11. An apparatus in accordance with claim 1, wherein the
configuration of the control to extrapolate spacing profiles in
lines in an environment of an object from spacing profiles of the
object margin to allow a soft transition extends object contours
virtually, so as to allow guiding of the zoom or focus into a
required location at an early time.
12. An apparatus in accordance with claim 1, wherein the control is
configured to set the line sensor to a base taking frequency which
corresponds to a reference spacing profile and to set differences
from line to line differentially with respect to the preceding line
or with respect to the base taking frequency.

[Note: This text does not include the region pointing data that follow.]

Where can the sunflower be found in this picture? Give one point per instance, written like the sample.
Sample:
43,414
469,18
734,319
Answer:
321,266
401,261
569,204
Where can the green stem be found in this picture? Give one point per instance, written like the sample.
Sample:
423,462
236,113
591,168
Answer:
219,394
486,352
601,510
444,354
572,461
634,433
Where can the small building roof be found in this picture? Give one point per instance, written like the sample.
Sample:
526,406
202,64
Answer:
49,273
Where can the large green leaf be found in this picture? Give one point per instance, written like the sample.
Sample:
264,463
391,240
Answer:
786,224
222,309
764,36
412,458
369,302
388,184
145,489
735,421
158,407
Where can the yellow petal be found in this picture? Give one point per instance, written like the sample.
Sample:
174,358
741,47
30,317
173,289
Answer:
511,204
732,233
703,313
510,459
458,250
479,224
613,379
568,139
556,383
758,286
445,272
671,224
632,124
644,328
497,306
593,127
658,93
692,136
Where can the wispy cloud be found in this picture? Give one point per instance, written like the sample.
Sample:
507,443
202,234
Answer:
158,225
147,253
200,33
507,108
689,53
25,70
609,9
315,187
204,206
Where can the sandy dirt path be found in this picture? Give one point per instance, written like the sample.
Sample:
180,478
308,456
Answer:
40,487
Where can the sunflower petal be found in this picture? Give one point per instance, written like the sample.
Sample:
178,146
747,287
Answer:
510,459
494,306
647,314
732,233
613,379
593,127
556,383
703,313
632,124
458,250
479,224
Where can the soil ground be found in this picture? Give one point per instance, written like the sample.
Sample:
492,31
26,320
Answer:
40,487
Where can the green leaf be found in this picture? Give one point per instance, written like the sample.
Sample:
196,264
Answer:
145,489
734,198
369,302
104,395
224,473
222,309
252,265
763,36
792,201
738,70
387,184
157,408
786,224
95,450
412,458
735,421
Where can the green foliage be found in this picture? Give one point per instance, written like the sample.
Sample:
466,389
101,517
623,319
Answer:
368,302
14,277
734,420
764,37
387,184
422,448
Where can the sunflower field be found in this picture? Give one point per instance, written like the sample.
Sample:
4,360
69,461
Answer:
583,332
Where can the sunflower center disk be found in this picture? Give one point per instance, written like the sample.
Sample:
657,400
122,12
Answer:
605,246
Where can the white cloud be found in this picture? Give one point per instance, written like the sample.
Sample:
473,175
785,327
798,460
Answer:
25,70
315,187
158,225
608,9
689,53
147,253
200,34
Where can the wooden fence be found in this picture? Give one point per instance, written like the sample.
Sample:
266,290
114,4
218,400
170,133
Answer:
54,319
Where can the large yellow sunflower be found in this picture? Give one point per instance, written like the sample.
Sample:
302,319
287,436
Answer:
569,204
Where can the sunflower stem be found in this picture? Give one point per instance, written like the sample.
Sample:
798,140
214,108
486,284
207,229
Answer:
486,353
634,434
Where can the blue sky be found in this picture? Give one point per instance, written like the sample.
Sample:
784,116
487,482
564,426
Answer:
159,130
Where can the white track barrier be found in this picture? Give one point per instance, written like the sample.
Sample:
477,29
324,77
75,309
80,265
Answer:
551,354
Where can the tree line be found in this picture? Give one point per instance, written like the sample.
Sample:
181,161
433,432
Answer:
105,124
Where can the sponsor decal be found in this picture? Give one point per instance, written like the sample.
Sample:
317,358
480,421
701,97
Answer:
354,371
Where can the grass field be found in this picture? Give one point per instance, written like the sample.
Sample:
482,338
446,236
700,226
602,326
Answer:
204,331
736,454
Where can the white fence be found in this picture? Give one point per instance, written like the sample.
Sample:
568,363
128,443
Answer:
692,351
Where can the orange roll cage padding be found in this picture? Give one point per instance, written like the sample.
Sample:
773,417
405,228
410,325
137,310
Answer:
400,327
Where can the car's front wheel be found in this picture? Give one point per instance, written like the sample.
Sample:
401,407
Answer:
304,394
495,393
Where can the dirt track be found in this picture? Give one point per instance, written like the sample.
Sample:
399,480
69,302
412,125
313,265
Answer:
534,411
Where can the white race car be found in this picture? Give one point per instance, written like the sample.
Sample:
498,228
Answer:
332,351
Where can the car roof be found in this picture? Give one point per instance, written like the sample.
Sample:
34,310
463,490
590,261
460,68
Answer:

13. An apparatus in accordance with claim 1, wherein the geometry
detection sensor is selected from the group consisting of (a) a
laser scanner, (b) an image sensor, and (c) a distance-resolving
image sensor.
14. An apparatus in accordance with claim 1, wherein the control,
when a plurality of objects are present in the reading field, is
configured to relate the spacing profile to the foremost object or
hindmost object from the line sensor or to calculate the foremost
spacing profile in each case with an incomplete detection of the
object.
15. An apparatus in accordance with claim 1, wherein a
postprocessing unit is configured for digital postprocessing for
the further equalization of the image data; and wherein the control
is configured for transferring parameters relevant to the
distortion, in particular the slanted position of an object or the
conveying speed.
16. An apparatus in accordance with claim 1, wherein the control is
further configured to generate an associated zoom factor for the
line sensor from each spacing profile.
17. A method for the taking of undistorted images of a surface of
objects moved on a conveying device, comprising: detecting a
geometry of the objects with reference to at least one of spacing
data and remission behavior of the objects; extrapolating spacing
profiles in lines in an environment of an object from spacing
profiles of the object margin to allow a soft transition; scanning
the objects by a line sensor linewise for the generation of image
data of the surface in a linear reading window which forms an angle
with the conveying direction; generating a respective spacing
profile of the surface over the reading window from the perspective
of the line sensor; varying a taking frequency for the line sensor
from each spacing profile according to the geometry of the objects
as taken from the perspective of the line sensor; scanning the
respective line of the objects to be scanned at the associated
taking frequency; and composing the image data thus taken linewise
in an undistorted manner to form a uniformly resolved total image
of the surface.
18. A method in accordance with claim 17, wherein the zoom factor
is set in each case such that the reading window has an extent of
the absolute maximum object extent in a line direction over all
scanned lines of an object and/or the taking frequency is set such
that the scanned lines are disposed regularly over the geometrical
surface.
19. A method in accordance with claim 17, wherein the spacing
profile is calculated in advance in dependence on the conveying
position of the objects; and wherein the conveying speed is
determined to convert the zoom factors and/or taking frequencies
dependent on the conveying position into time-dependent zoom
factors and/or taking frequencies.
20. A method in accordance with claim 19, wherein spacing profiles
are only calculated for marked conveying positions in which in
particular corners or edges of an object are located in the reading
window and the conveying positions disposed therebetween are
interpolated in step form or linearly and the zoom factors and/or
the taking frequency being tracked accordingly in step form or
linearly.
Description
The claimed subject matter relates to an apparatus and to a method
for taking undistorted images of a surface of objects moved on a
conveying device in accordance with the exemplary embodiments
disclosed herein.
Objects, for example parcels, are provided with a code for the
automation of logistics tasks and said code is read out
automatically on the sorting and association of parcels. Barcodes
are particularly widespread which can be detected by barcode
scanners. In addition, however, there are also two-dimensional
codes such as the Maxicode or the Aztec Code or classical address
letterings. Corresponding code readers are mounted above a conveyor
for automatic sorting tasks, for instance in flight baggage
handling or in logistics centers, and the objects provided with the
code pass by said code readers and are sorted out to the respective
direction after evaluation of the code information.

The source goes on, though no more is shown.